S’y ajoute l’incontournable dimension “big data”. L’optimisation des processus et l’optimisation numérique exigent en effet de collecter d’immenses volumes de données. Ce qui débouche sur un autre défi: disposer de “logiciels capables de stocker les résultats des collectes mais surtout d’en extraire les éléments intéressants.”

Dans la veine de l’avènement de l’“industrie 4.0”, 3B Fibreglass a elle aussi multiplié les capteurs intégrés aux équipements – notamment aux fours. Objectif: toujours ce contrôle temps réel de la production et l’aptitude à décider plus rapidement et plus efficacement des modifications à apporter pour un meilleur “comportement” de l’outil de production. “Nous avons ainsi fait adapté à nos besoins spécifiques la solution BrainCube, un logiciel de collecte de données provenant de différents types de capteurs qui nous permet de réaliser des traitements statistiques pour assurer le suivi de la production, prévenir les incidents et procéder à de la maintenance prédictive.

A terme, nous voulons combiner cette solution à d’autres éléments afin de faire remonter l’information vers un système centralisé qui nous donnera une vue globale de la production.

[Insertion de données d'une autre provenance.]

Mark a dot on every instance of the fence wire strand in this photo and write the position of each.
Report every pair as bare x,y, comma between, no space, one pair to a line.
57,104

L’information pourra alors être accédée au départ de n’importe quel système, en ce compris à partir d’un simple smartphone, ce qui permettra d’intervenir à tout moment, au départ de tout endroit.”

(1) Aujourd’hui, la solution Polyflow est commercialisée par Ansys sous le nom de CFD Enterprise (CFD, comme dans Computational Fluid Dynamics), recouvrant à la fois des produits Polyflow et Fluent. [ Retour au texte ]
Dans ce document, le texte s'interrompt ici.